Got a 50" Toshiba Plasma after two weeks of researching and store shopping. 

I found the TV i wanted....Toshiba Plasma. Good reviews and since i have a 4 year old, i wanted the protected plasma glass front. With an LCD, a crayon can ruin your day.

After i found the model i wanted, i price shopped 10+ retailers.

It came down to Best Buy and HH Gregg. The salesman at best buy finally admited he was not on commision and couldnt come off the price due to that.
The salesman at HH Gregg was on commision, and knocked a $150 off, and threw in the High Def cables for free. He also gave me a 40% discount on a nice black glass front tv stand. 

THE ONLY NEGATIVE to plasma, is the real dark scenes will give you a brief digitized pattern around the edges. But the other picture qualities are very impressive for a 50" tv. 

Sporting events are fantastic!

Good luck in your search....100 people, a 100 opinions.

Make sure you got a warranty and pull the trigger.


----------



## whitworth (Apr 4, 2008)

*Great Video*

Although my brain was starting to melt down.  

I don't live in a huge home, where the television is on the other side of the river. 
I never, ever sit in the front of a movie theatre, so real big is out.  

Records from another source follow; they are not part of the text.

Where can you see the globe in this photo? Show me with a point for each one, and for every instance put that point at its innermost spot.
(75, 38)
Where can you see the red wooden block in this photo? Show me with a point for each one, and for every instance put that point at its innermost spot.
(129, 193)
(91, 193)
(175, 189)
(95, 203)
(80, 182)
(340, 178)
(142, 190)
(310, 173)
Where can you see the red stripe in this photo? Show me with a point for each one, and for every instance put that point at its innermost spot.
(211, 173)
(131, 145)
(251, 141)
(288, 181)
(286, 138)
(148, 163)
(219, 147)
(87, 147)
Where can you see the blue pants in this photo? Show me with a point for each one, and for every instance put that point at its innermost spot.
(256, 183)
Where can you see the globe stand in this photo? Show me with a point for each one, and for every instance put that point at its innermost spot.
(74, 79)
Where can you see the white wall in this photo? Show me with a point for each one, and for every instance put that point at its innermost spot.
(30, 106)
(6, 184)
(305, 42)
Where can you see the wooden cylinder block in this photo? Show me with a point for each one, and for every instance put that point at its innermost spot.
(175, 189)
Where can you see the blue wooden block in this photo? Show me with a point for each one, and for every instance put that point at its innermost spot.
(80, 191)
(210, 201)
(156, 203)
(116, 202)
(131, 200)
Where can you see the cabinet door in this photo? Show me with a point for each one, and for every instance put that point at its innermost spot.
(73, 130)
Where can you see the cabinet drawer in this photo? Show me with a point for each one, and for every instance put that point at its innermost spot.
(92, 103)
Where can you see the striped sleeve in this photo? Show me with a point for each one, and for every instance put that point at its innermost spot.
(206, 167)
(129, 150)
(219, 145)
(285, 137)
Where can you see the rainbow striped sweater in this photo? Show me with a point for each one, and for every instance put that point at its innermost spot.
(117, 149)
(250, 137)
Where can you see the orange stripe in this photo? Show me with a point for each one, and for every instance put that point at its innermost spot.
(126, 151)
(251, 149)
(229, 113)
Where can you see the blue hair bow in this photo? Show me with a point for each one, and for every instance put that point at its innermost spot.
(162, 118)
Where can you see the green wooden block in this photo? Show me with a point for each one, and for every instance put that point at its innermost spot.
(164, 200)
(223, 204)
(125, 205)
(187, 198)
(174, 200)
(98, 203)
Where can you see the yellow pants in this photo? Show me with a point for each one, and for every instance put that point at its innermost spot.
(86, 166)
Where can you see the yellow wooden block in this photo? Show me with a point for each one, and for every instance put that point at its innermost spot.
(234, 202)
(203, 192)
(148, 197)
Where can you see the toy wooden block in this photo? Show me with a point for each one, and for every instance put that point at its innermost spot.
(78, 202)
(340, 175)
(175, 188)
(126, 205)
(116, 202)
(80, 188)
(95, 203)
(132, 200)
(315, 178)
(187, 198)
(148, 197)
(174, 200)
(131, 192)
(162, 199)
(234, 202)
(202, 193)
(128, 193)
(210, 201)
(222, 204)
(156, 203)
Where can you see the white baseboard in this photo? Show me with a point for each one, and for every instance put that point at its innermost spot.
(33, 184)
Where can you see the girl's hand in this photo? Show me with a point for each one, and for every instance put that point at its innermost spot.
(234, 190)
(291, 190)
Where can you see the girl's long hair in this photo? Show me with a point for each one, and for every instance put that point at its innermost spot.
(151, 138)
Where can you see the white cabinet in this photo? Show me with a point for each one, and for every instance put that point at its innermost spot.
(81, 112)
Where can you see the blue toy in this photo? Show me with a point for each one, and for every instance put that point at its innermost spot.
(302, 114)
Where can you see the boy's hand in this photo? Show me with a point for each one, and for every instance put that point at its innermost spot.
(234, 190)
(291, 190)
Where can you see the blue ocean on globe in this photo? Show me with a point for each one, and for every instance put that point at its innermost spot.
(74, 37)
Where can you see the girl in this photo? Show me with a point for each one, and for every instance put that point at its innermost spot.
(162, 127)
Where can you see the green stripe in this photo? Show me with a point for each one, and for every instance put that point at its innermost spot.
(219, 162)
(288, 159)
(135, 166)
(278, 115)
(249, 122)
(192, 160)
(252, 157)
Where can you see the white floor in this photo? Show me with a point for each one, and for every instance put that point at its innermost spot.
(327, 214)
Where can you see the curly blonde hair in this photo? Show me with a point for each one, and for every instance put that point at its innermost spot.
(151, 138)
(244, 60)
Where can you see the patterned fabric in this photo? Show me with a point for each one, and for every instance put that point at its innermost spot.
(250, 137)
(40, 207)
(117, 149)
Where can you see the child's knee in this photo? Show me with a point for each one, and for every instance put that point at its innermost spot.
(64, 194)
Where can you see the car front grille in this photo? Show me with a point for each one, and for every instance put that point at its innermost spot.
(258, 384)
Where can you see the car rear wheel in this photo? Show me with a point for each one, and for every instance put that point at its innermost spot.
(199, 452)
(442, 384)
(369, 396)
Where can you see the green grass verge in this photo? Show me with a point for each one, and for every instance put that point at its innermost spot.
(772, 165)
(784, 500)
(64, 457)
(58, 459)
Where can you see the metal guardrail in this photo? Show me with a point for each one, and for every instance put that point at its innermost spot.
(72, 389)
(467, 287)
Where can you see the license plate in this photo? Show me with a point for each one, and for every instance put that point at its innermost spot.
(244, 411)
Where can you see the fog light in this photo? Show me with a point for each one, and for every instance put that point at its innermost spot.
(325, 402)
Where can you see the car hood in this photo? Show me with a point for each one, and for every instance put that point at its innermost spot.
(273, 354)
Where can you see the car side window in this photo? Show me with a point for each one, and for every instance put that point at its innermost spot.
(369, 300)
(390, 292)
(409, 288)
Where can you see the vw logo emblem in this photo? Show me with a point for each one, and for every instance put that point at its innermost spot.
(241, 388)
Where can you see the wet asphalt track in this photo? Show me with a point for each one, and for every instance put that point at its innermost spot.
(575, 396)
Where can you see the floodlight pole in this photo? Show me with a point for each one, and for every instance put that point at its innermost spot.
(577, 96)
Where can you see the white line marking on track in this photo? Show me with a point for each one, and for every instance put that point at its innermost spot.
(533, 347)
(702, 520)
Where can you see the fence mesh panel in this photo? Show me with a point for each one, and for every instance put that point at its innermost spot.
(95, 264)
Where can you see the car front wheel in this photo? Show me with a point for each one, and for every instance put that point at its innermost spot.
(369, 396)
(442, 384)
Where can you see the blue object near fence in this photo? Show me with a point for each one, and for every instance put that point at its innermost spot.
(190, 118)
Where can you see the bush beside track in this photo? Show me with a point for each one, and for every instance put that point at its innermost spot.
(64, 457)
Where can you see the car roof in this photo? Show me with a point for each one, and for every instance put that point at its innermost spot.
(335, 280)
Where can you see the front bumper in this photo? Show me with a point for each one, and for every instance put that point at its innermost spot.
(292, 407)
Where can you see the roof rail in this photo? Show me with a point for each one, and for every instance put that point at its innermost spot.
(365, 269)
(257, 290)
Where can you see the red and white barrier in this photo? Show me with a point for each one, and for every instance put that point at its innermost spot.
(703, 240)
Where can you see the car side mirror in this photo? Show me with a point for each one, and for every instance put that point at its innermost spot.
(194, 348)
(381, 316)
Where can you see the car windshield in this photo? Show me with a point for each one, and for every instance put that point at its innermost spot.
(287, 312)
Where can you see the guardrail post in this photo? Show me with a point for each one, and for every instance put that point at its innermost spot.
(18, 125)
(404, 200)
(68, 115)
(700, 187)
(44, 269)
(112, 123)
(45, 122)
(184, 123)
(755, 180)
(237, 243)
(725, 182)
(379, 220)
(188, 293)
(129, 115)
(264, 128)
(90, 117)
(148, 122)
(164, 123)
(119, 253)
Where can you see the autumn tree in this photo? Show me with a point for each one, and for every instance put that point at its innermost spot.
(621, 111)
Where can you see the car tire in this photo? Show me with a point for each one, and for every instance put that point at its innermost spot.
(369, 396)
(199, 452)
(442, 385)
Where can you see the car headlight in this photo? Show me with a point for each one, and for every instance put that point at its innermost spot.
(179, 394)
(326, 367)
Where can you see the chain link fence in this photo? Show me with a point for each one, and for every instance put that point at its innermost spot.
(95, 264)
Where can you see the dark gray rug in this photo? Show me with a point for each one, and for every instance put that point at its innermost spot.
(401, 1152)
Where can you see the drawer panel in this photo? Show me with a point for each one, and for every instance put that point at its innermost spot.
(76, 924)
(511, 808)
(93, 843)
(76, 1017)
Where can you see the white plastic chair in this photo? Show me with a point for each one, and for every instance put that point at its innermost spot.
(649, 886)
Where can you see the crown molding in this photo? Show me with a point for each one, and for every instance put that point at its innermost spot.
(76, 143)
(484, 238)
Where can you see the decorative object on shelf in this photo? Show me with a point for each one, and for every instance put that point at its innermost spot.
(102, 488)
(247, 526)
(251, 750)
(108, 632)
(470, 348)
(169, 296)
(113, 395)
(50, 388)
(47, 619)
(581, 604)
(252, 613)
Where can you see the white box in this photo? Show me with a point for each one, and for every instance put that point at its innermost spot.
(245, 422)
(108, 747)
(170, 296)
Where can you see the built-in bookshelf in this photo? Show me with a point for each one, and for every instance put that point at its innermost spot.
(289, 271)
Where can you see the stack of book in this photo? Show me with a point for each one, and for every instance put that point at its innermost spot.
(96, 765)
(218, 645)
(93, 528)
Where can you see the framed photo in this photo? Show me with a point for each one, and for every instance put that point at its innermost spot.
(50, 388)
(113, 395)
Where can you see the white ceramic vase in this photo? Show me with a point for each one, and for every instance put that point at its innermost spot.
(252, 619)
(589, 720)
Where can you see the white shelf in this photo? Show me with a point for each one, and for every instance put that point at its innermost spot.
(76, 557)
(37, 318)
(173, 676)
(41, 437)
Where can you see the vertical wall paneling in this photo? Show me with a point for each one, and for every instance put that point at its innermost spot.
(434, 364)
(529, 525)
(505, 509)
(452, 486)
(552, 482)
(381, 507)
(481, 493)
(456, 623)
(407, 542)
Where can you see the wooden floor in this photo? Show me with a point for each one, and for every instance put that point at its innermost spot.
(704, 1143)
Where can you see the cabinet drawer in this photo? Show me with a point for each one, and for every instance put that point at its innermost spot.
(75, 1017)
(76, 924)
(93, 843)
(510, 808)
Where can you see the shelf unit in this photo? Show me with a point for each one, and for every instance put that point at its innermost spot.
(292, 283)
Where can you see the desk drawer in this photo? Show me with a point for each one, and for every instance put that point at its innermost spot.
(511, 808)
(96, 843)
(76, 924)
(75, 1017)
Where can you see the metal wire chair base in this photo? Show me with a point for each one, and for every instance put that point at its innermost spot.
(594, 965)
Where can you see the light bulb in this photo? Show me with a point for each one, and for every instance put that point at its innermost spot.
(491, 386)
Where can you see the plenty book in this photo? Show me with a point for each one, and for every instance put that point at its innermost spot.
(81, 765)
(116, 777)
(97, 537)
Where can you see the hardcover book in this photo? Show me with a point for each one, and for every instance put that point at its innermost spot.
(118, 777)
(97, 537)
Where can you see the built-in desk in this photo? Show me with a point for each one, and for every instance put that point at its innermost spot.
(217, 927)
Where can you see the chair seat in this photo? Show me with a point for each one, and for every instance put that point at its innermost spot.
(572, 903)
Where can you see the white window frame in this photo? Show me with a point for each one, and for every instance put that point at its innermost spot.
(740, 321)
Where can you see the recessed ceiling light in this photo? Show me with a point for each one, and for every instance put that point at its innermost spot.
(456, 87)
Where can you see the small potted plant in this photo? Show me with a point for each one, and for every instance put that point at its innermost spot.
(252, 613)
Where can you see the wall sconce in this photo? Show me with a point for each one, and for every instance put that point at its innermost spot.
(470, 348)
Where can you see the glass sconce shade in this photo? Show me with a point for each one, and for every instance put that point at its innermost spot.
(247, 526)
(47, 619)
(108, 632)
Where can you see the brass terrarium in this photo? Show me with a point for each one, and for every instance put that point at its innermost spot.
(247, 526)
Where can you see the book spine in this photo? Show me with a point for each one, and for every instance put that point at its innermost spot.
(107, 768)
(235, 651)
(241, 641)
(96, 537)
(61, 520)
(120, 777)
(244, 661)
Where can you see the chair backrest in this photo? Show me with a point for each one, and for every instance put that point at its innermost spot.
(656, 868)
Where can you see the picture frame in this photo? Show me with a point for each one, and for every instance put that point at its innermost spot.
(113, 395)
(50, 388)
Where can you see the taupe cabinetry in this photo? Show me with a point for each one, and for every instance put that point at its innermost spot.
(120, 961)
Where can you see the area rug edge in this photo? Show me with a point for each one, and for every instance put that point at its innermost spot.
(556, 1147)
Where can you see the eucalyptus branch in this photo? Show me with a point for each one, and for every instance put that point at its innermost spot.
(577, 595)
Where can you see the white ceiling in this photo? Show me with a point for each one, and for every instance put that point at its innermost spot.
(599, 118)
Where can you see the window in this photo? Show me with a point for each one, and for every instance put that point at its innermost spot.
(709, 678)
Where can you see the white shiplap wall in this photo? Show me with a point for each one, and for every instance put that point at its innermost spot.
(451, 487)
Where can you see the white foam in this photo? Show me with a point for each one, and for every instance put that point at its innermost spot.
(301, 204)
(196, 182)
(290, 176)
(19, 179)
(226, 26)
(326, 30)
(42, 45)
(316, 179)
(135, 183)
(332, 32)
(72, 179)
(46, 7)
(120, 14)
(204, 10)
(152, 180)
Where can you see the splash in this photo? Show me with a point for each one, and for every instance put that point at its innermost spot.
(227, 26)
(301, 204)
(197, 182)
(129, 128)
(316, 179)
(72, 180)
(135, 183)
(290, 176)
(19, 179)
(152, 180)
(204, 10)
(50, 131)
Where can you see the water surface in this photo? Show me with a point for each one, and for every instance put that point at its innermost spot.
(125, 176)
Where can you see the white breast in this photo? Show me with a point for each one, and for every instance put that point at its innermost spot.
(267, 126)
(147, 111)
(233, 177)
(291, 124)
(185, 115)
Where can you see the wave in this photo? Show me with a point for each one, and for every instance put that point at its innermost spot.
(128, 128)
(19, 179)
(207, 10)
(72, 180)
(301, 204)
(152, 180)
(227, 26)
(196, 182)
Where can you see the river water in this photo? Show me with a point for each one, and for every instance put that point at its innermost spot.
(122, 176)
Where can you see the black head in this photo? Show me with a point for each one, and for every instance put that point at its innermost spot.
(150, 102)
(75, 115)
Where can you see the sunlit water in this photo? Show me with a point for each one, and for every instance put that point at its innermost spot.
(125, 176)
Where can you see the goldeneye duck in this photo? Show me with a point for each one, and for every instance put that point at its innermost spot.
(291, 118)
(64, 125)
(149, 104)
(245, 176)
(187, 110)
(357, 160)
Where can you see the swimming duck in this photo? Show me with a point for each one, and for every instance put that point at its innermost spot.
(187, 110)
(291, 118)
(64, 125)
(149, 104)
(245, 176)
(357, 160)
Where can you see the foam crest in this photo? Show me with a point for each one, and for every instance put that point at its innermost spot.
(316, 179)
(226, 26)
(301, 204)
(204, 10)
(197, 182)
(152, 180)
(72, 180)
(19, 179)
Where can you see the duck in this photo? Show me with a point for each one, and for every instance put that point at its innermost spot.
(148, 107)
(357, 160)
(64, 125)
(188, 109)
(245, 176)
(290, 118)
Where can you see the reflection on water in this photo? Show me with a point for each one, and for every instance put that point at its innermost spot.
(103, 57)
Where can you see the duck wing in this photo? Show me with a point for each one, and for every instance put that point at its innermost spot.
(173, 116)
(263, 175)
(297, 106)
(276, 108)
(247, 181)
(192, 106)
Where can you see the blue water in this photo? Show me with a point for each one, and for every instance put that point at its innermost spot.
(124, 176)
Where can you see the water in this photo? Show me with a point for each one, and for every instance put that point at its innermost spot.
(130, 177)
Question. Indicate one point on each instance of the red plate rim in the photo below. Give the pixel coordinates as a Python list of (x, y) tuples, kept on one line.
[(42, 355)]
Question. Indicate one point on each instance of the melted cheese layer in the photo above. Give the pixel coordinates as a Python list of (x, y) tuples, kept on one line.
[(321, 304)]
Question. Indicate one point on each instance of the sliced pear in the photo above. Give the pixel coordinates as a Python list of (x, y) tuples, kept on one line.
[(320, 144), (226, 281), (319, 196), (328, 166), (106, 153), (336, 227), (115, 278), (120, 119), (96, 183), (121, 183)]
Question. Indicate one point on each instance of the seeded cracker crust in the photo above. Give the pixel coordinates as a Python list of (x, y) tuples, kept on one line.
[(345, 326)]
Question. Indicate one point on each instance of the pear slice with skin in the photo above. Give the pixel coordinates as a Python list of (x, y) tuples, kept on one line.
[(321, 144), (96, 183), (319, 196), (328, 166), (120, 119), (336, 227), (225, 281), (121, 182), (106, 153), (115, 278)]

I'll have to make sure to look for the p after the number.  Seen a number of HDTV's that look good.  I think the stores finagle with the contrast and brightness, so you don't get a perfect look.


----------



## Javelin (Apr 4, 2008)

I love my panasonic plasma as the central room tv, what I did before getting mine was have the sales guys hook differant ones up side by side to compare the picture. Plasma by far had the best picture but the biggest thing for me was the viewing angle. Although lcd's are good in there since if you get to far to the side its a bad picture,with the plasma you can stand beside the tv and look across the screen and see the whole picture. Now i have a LCD hanging on the wall at the foot of my bed that i like also it has an outstanding picture quality,but then again I am directly in front of it watching while in bed.The black color around the viewing screen is alot easier on the eyes opposed to the grey or silver that some other models have(this gives better defination)why i have all mine with a black border. But the main thing is have the sales person set them up to compare apple and oranges ------ Then you will see the differance.


----------



## pcsolutions1 (May 9, 2008)

We just bought the 42" Vizio and are very impressed with it.  We put it on the wall in our bedroom.  I have lot's of friends and customers that have them and have had great luck with them.  Great bang for the buck.


----------



## tailchaser85 (Jun 24, 2008)

dapper dan said:


> Whatever you end up buying, make sure you buy it from a wal-mart or a sams or costco. I have a 32in LCD made by Polaroid and it has a built in DVD player. I got it at walmart. Great picture and the extended warranty was cheap. I went to Best buy and couldn't find a 32LCD for the price i paid even with the warranty. I know Polaroid makes a 42in , not sure if it has the DVD player in it though.



I have a 42 inch Polaroid and love it. The wife and I got it for Christmas from my parents and we have not had a problem with it at all. Ours did not come with the built-in DVD player though.


----------



## JeffC3030 (Jun 29, 2008)

I have owned a Vizio 42" for about a year now. Bought at Walmart. Love it!!


----------



## widgethead (Jul 20, 2008)

I bought a 52" LCD 1080p Samsung and love it. I hooked my 
Blu-ray to it and the picture is awesome. It does give off alot of heat from the cooling fans in the back. I have a 20" LCD mounted in the kitchen also. The viewing angles are better than plasmas to me. They also don't have a glare off of them. I do reccommend go 1080p as 720p is becoming outdated.


----------